Bands that sound so filthy, so grimy and so raw, that if they moved in next door, you’d put your house up for sale.

R.I.P are one of these. And so much so that it doesn’t really matter what they sing about, it just sounds scary.

Four years have passed since I reviewed their debut “In The Wind” record, and pronounced: “In The Wind” simply will not die. If Donald Trump causes the Nuclear Holocaust he looks likely to when he offers Kim Jong-un out for a fight on his first day in The White House, then the next day the cockroaches will be dancing as this plays.”

To be fair, as we stand days away from the next election over there, I am not sure even I could have predicted that Trump’s lunacy would be the least of our worries over here. And, even if the Portland, Oregon mob appear to have released an album in 2017 that I appear to have missed, then everything I said about them back then still stands here.

Except, actually, the sound on “Dead End”, is less “street doom” and more “fast and furious”. The opener “Streets Of Death” is an 80s sounding, synth heavy thing, but you can forget that. Because when this one this going, which it does, on “Judgement Night”, this is what happens when you are bludgeoned, very fast, for half an hour.

As unreconstructed as music gets. Like some early Maiden, jamming with Motorhead while a punk band does speed with Lemmy. It is tempting to leave the review at that, given that they all are basic derivations of that in some fashion, but it does have some subtleties.

Whether it’s the bass groove, or the solo on the brilliant title track, or the thick Prong style riff of “Nightmare”, each one of them has something to commend it.
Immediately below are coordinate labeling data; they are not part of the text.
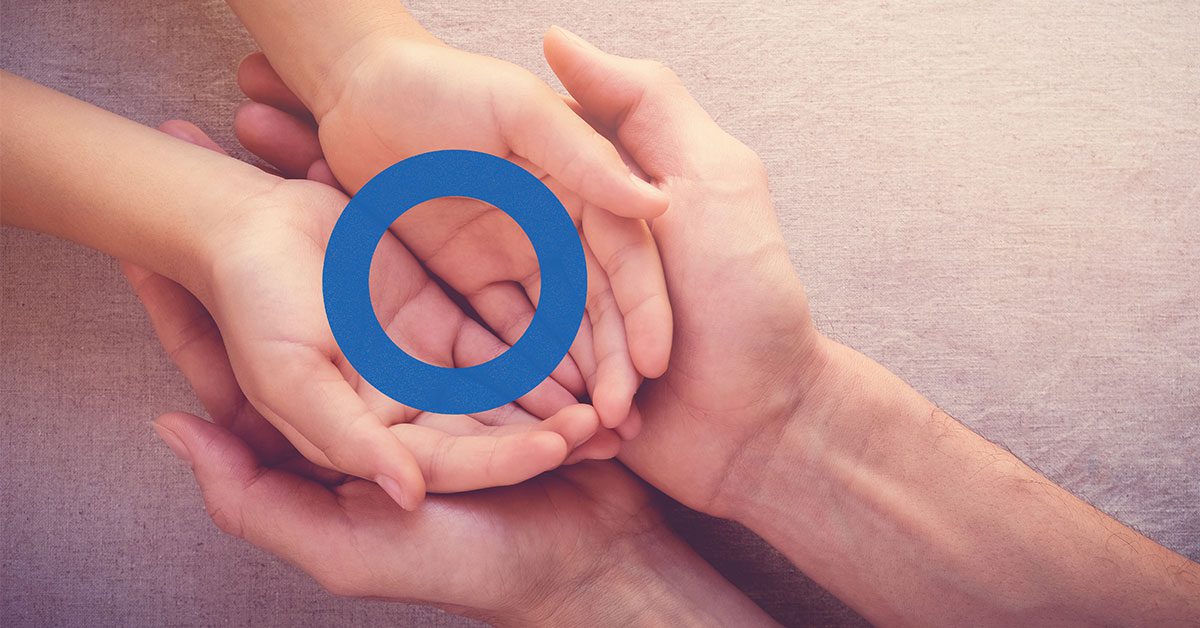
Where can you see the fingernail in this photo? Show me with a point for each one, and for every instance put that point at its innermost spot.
(393, 489)
(173, 442)
(574, 37)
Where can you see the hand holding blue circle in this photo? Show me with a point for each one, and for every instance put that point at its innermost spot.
(366, 219)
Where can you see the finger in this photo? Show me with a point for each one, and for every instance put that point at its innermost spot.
(630, 258)
(665, 130)
(454, 464)
(616, 380)
(259, 82)
(631, 426)
(576, 424)
(477, 345)
(307, 393)
(321, 172)
(505, 309)
(543, 130)
(275, 510)
(190, 338)
(280, 138)
(605, 444)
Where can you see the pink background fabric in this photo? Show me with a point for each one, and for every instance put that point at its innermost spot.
(999, 201)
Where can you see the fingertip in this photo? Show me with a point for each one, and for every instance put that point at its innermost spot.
(605, 444)
(631, 426)
(322, 173)
(651, 336)
(535, 453)
(612, 405)
(654, 201)
(576, 424)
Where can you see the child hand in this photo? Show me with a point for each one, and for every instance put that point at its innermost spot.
(264, 311)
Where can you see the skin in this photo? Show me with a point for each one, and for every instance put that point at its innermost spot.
(250, 246)
(575, 542)
(372, 88)
(877, 495)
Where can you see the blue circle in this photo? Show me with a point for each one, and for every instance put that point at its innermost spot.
(367, 217)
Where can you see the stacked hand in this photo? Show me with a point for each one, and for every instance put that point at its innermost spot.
(749, 412)
(551, 550)
(373, 111)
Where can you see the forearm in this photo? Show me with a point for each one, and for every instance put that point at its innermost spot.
(654, 580)
(312, 43)
(911, 518)
(85, 174)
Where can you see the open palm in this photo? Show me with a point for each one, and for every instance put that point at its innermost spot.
(267, 310)
(511, 550)
(400, 99)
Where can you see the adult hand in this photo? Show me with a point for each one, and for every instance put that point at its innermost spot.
(393, 91)
(882, 498)
(743, 332)
(251, 246)
(564, 548)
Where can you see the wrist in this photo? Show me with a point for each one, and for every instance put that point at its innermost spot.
(647, 579)
(852, 410)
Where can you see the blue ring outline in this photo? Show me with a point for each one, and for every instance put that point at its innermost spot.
(347, 291)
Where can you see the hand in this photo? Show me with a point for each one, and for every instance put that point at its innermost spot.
(393, 97)
(264, 297)
(564, 548)
(743, 332)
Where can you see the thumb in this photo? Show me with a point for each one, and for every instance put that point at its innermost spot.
(661, 126)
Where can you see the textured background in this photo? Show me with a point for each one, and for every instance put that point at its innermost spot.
(999, 201)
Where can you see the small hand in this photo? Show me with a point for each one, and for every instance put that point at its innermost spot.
(264, 297)
(396, 99)
(519, 554)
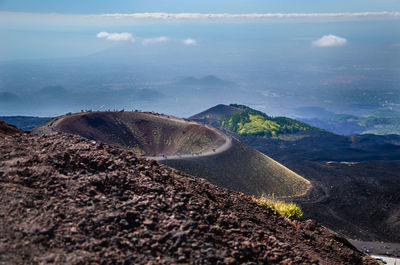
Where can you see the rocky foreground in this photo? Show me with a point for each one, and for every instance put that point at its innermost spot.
(64, 199)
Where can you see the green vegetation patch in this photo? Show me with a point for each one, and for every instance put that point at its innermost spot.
(289, 210)
(256, 123)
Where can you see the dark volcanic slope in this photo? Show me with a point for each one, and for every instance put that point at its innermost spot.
(236, 167)
(7, 129)
(65, 199)
(356, 181)
(145, 133)
(245, 170)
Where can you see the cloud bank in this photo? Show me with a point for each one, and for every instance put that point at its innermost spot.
(189, 42)
(252, 16)
(124, 36)
(330, 41)
(154, 40)
(116, 19)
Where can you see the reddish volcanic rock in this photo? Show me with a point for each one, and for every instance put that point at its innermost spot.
(65, 199)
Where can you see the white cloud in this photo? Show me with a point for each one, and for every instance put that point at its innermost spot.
(330, 41)
(154, 40)
(254, 16)
(124, 36)
(189, 41)
(128, 19)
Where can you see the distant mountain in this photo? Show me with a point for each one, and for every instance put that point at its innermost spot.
(7, 129)
(8, 97)
(52, 91)
(242, 120)
(214, 115)
(345, 124)
(189, 146)
(76, 201)
(209, 80)
(25, 123)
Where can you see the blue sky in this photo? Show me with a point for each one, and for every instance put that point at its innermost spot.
(266, 45)
(203, 6)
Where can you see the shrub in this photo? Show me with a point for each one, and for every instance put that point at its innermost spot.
(289, 210)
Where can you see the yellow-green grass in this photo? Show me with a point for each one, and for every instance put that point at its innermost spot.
(289, 210)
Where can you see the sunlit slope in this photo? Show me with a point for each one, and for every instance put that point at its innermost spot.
(191, 147)
(146, 133)
(244, 169)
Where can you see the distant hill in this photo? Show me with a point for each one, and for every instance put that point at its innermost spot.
(243, 120)
(190, 146)
(345, 124)
(209, 80)
(7, 129)
(214, 115)
(8, 97)
(25, 123)
(68, 200)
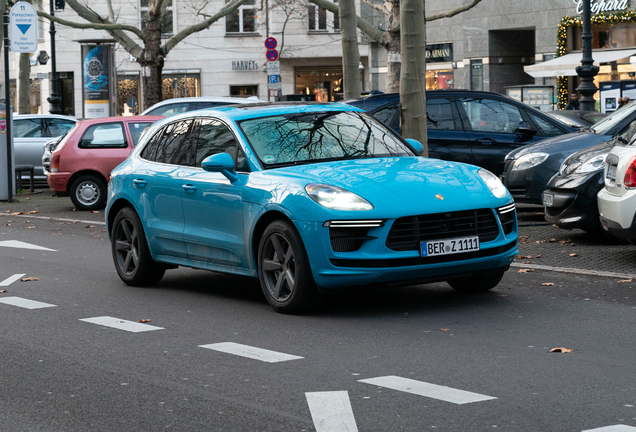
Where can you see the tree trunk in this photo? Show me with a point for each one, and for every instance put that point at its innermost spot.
(23, 84)
(394, 59)
(413, 79)
(350, 52)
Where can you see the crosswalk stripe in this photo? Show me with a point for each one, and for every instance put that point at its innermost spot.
(331, 411)
(22, 245)
(251, 352)
(121, 324)
(615, 428)
(24, 303)
(8, 281)
(433, 391)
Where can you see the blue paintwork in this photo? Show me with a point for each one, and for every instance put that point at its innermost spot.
(207, 221)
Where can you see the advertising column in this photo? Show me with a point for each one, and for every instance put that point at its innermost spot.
(96, 80)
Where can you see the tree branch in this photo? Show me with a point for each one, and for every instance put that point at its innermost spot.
(225, 10)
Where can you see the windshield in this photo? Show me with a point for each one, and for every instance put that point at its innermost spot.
(297, 138)
(604, 126)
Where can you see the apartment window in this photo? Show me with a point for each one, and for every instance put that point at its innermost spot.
(322, 20)
(167, 20)
(243, 19)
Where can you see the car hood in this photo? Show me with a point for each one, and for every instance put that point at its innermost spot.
(564, 144)
(396, 186)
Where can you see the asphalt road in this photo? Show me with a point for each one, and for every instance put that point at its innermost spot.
(400, 359)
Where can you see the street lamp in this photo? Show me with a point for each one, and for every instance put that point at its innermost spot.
(587, 71)
(54, 100)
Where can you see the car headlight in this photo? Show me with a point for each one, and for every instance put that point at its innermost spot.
(336, 198)
(494, 184)
(529, 161)
(593, 164)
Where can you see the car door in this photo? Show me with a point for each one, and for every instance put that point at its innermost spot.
(157, 187)
(213, 206)
(492, 126)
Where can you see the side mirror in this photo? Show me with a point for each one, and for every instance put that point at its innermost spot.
(419, 148)
(526, 129)
(220, 162)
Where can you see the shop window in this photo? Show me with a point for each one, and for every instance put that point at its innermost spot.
(243, 91)
(243, 19)
(167, 22)
(322, 20)
(128, 94)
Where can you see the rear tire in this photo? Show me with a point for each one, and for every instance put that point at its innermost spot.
(130, 251)
(479, 282)
(284, 270)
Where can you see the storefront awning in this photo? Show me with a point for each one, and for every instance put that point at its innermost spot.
(566, 65)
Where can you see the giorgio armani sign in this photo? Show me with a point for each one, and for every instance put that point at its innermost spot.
(598, 6)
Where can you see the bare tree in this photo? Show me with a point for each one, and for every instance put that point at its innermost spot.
(145, 45)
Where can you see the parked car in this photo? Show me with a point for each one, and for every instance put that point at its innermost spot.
(81, 163)
(30, 133)
(617, 200)
(528, 170)
(309, 199)
(170, 107)
(480, 128)
(577, 118)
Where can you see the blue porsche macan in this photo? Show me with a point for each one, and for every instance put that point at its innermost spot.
(309, 199)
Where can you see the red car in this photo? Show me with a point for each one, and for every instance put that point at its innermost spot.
(82, 162)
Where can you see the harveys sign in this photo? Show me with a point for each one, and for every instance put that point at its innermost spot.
(598, 6)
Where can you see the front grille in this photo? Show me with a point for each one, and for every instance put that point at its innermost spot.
(408, 232)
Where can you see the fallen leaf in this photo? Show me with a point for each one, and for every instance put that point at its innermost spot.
(561, 350)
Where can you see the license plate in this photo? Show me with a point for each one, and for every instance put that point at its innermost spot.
(449, 246)
(548, 200)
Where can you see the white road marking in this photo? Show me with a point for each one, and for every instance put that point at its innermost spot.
(251, 352)
(22, 245)
(615, 428)
(11, 279)
(25, 303)
(434, 391)
(331, 411)
(121, 324)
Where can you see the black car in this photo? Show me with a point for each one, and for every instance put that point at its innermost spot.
(528, 170)
(570, 200)
(479, 128)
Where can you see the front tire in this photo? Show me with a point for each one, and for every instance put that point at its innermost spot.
(88, 193)
(130, 251)
(284, 270)
(479, 282)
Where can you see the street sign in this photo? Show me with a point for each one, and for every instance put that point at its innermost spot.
(270, 43)
(272, 55)
(23, 21)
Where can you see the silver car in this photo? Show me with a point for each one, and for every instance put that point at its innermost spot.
(31, 132)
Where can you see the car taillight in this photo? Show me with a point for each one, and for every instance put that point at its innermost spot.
(630, 173)
(55, 162)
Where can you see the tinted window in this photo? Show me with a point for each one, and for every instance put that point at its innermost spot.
(545, 127)
(58, 127)
(488, 115)
(175, 141)
(104, 135)
(136, 129)
(214, 137)
(439, 114)
(27, 128)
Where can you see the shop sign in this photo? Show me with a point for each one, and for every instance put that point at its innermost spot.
(244, 65)
(598, 6)
(439, 52)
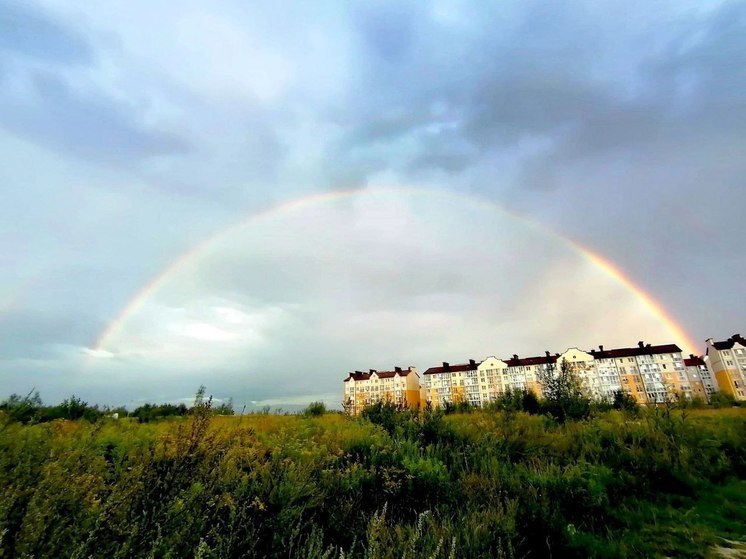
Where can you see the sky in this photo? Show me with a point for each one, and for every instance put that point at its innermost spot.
(262, 197)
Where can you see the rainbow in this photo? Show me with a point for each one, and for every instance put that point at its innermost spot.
(611, 270)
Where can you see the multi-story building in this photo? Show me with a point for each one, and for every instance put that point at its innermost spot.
(727, 361)
(492, 378)
(700, 378)
(583, 364)
(652, 374)
(400, 386)
(448, 383)
(524, 373)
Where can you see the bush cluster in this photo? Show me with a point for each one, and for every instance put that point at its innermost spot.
(393, 483)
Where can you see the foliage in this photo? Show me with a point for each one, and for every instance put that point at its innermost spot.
(151, 412)
(315, 409)
(394, 483)
(721, 399)
(30, 409)
(563, 393)
(624, 401)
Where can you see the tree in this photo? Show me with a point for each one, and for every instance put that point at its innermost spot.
(564, 397)
(624, 401)
(23, 409)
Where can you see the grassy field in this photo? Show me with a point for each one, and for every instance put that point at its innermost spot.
(657, 483)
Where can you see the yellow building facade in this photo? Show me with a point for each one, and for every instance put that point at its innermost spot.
(727, 362)
(400, 387)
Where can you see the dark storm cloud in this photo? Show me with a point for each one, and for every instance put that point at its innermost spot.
(544, 78)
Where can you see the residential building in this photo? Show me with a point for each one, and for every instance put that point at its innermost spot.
(524, 373)
(700, 378)
(400, 386)
(651, 374)
(583, 365)
(727, 362)
(492, 380)
(448, 383)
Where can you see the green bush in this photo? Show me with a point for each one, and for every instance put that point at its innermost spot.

There is a sense of nihilism too. A sense that there is no light at the end of the tunnel. “My mind will not be free,” screams singer Fuzz, “till I am in this hearse” and nothing, really, sums up the sound better than that.

The sleaze here isn’t of the Poison type. “One Foot In The Grave” is debauched, but it doesn’t want nothing but a good time, and the punk stylings of “Death Is Coming” isn’t interested in the what the cool kids are thinking, it just sounds as scary as metal ever does.

Metal is the word too, because more than ever this is a metal band. There’s a Priest type riff here, and “Moment Of Silence” is as heavy as anything they’ve ever done – or at least it is, before it switches to something akin to Nirvana at their absolute rawest.

“Buried Alive” adds sense of foreboding to an already worrisome mix, but only so “Out Of Time” can rocket about like some b-movie Slayer watching some illegal porn at the back of their tour bus (and frankly, I’d wager that the R.I.P tour bus would scare even the Manson Family).

And oddly, despite the speed, the filth, the anger and the violence, they are capable of switching things up whenever they choose, “Dead Of The Night” for example, merrily goes down some nightmarish route that Wednesday 13 might be proud of, as if to emphasise that you don’t want to ever underestimate R.I.P.

They are very much alive on “Dead End” and the maelstrom of noise and bleak confusion they create on this 34 minutes is perfect for these times. I am still saying, though, if they ever invited me to a party at their house I’d be too frightened to say yes – even if deep down I’d be intrigued.